Ekonomi ve siyaset arasındaki ilişki karmaşık olmaktadır zira hükümetlerin politik yapılanmalarında ekonomik teorileri üzerine uyguladıkları tavır etkili olmaktadır. Örnek vermek gerekirse Çin Halk Cumhuriyeti Marksist ekonomiyi uygularken halk yüksek oranda yoksulluk çekmiştir ancak Dünya Ticaret Örgütüne katılımı ve kapitalist uygulamalar sonucu günümüzde en güçlü ekonomi ülkelerinden birisi olmaktadır.
Politik ekonomi, ekonomik teorilerin farklı sosyo-ekonomik sistemleri ve kamu politikasının uygulanmasını nasıl etkilediğini inceleyen bir sosyal bilimdir. Siyasi güçlerin ekonomiyi nasıl etkilediğini ve bunun tersinin yanı sıra siyaseti incelemek için ekonomik araçları nasıl kullandığını analiz eder. Örneğin, seçmenler ve çıkar grupları ekonomi politikası üzerinde güçlü bir etkiye sahipken, makroekonomik eğilimler siyasi yönü etkileyebilir.
Politik İktisat
Bir ülke ile diğeri arasındaki mali ve siyasi manzara, her ülkenin siyasi ideolojisine bağlı olarak büyük ölçüde değişebilir. Örneğin sosyalist veya kapitalist bir toplumda faaliyet göstermek, o ülkedeki ekonomik sistemin temelini belirler. Birleşik Krallık, ABD, Hong Kong ve Kanada gibi kapitalist ülkelerde ekonomi, varlıkların özel mülkiyeti ve malların fiyatını, gelirini, servetini ve dağıtımını belirleyen serbest piyasa ile karakterize edilir.
Öte yandan, sosyalist bir toplumda, zenginliği ve kaynakları daha eşit bir şekilde dağıtmayı amaçlayan hükümetten daha fazla müdahale vardır. Bir ülke siyasi yelpazenin neresinde yer alırsa alsın, ekonomisi büyük ölçüde siyasi konumundan etkilenecektir. Kapitalist bir toplumda, hükümetlerin ekonomiye daha az müdahalesi vardır, ancak bu, ekonomiyi etkilemedikleri anlamına gelmez.
Aslında, hükümetlerin birincil amaçlarından biri ekonomiyi yönetmektir. Ekonominin etkin yönetimi ile siyasi popülerlik ve güç arasında bir ilişki vardır. Bu nedenle, ekonomilerini canlı tutmak için harcamalarını para ve maliye politikası yoluyla ayarlamak hükümetlerin çıkarınadır.

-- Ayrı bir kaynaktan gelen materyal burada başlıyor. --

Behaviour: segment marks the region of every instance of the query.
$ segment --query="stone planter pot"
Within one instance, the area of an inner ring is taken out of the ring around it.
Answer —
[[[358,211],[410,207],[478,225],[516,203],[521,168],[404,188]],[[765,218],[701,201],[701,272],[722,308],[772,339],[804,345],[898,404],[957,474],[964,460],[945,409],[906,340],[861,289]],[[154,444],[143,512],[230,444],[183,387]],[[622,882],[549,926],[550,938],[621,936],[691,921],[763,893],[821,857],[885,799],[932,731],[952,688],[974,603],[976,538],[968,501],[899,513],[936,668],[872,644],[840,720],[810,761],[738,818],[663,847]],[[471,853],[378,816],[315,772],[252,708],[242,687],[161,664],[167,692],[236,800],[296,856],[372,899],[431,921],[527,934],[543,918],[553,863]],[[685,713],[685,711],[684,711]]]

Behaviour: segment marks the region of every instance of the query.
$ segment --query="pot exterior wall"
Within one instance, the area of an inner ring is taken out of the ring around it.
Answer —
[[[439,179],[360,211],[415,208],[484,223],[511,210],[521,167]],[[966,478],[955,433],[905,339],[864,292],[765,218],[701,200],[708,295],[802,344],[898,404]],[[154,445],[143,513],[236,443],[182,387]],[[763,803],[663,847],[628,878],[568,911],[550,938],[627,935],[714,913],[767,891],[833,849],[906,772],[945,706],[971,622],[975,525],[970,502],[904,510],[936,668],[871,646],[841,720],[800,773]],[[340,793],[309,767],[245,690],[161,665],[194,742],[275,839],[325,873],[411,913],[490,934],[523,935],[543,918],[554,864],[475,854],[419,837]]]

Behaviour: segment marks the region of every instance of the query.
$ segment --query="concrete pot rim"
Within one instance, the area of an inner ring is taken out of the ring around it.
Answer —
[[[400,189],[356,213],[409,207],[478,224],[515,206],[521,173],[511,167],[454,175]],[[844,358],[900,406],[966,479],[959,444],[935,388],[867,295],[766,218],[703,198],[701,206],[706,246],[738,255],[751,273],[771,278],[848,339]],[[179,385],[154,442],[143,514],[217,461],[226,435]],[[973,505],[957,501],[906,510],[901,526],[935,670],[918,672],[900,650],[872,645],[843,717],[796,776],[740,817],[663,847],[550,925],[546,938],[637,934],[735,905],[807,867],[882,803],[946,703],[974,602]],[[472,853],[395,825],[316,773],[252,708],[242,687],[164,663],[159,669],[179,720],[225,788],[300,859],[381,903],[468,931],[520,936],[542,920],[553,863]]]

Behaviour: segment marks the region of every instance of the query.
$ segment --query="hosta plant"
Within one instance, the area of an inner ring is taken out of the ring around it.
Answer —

Örneğin, enflasyonda bir artış olursa, hükümet talebi azaltmak ve enflasyonu düşürmek için vergi ödemelerini, tasarrufları, faiz oranlarını ve ithalatı kullanır. Öte yandan, bir durgunluk olursa, hükümet, talebi artırmak ve işsizliği azaltmak için yatırımlar, vergi ve faiz oranlarının düşürülmesi, Kamu Sektörü Borçlanma İhtiyacı (PSBR) ve ihracat gibi enjeksiyonları kullanacak. Kesinti ve belirsizlik piyasaya olan güveni etkileyebileceğinden, siyasi istikrar ekonomik büyüme için de iyidir
Finans ve Siyaset
Kriz zamanları, ekonomi ve siyaset arasındaki bağlantıyı keskin bir şekilde vurgular. İkinci Dünya Savaşı’nın ve Avrupa ülkelerindeki görülen sağ merkeziyet partilerin yükselişi finansal borçlardan kaynaklanmaktadır, 1931’de Almanya’daki mali kriz ile ardından Nazi Partisi’nin yükselişi arasındaki bağlantılar ile sağcı popülizme yol açtığı gözlemlenmektedir.
2008’deki yaşanan finansal kriz beraberinde birçok siyasi problem doğurmuştur örnek verilmek istenirse günümüzde devam eden Rusya-Ukrayna Savaşının politik nedenleri temel oluşturmuş Arap baharın başlamasına sebep olmuştur. Özellikle Suriye Savaşının başlamasında finansal krizin doğurduğu işsizlik problemi halkın yoksullaşması ve demokratik çözümlerin bulunulamaması iç savaşı doğurmuştur.
Covid-19 pandemisinde ise Batı, aşırı sağcı siyasi güçlerde banka kurtarma paketlerinin maliyetinden, kaybolan ekonomik büyümeden, kamu borcundan, kemer sıkma politikalarından ve krizin neden olduğu artan eşitsizlikten kaynaklanan bir büyüme gördü. Ayrıca, COVID-19 salgınına yanıt olarak aşırı sağ siyasette başka bir yükseliş görmekteyiz.